Progress: Explore vs. Exploit Strategy

Just a small implementation for now regarding the choice of exploration vs. exploitation. At first, the agent will explore fully, then become more exploitative over time.

This is done by having the initial E value as 1 (1 chance of exploring) and ‘cooling’ it by a constant (currently 0.99) every time an exploratory action is chosen. This means that as E becomes small, it will cool slower as exploratory actions will be chosen less and less. To stop it from cooling to lower than the lowest value, a cap will be put on the temp.

A fault I have thought of is that when the agent is exploring, it will always take a good action but ignore bad actions. Thus, these bad actions won’t ever be updated and the greedy side of things may not be able to find a decent place to put a Tetromino and resort to using one of those unseen bad actions.
Perhaps a method of remedying this is to update similar states when updating by a small amount. For instance, {0,0,0} is similar to {0,0,1} and the latter could receive a small amount of reward whenever the former receives reward and vice-versa.
Probably not a big deal, and finding the right amount of reward could be bothersome, so I’ll leave it for now.

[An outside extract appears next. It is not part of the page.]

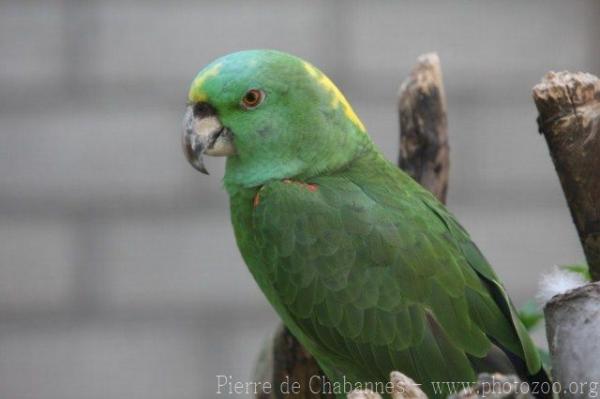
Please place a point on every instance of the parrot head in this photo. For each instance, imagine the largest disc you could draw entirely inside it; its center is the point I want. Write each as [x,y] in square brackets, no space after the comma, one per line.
[273,115]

More to come as I get lab results.

Lab results!
The program performed ok-ish. It basically did what I expected, but definitely needs improvement. Some areas of problems were:
– The standard bug that I haven’t got around to fixing: Cannot find the first piece of a new cleared field. Must fix this eventually. Or at the very least, spam DROP until it can find one.
– The I-pieces didn’t always have a place to go. Need to give it more options for putting vertically (filling in holes 1-2 deep or aligning next to walls/towers). EMPHASIS! They are really messing up the whole field. A horizontal I-piece in the worng place is catastrophic.
– Pieces would sometimes choose less than perfect positions. For instance, given an S-piece vertically and a field of {…,-1,-1,-1,-1,-1}, the best place to put it would be at the end, the lowest point. But I have seen it put it at the second-to-lowest position, creating a big chasm.
– L and J-pieces have been seen put in less than perfect positions too. Just evidenced was a field of {0,0,0,-1…} and it put it vertically upright on the 0s, rather than on the -1.
– Pieces that have width 3 or 2, depending on there orientation, need to be biased towards having them 3 wide, to make lines quicker. So T, L, and J pieces should, if there’s room, lay them horizontally to cover the most ground, unless there’s a better vertical position.

As for learning and switching to greedy, it doesn’t appear to be doing much, but it’s hard to tell when the agent is greedy or exploratory. More to come once these above problems have been sorted.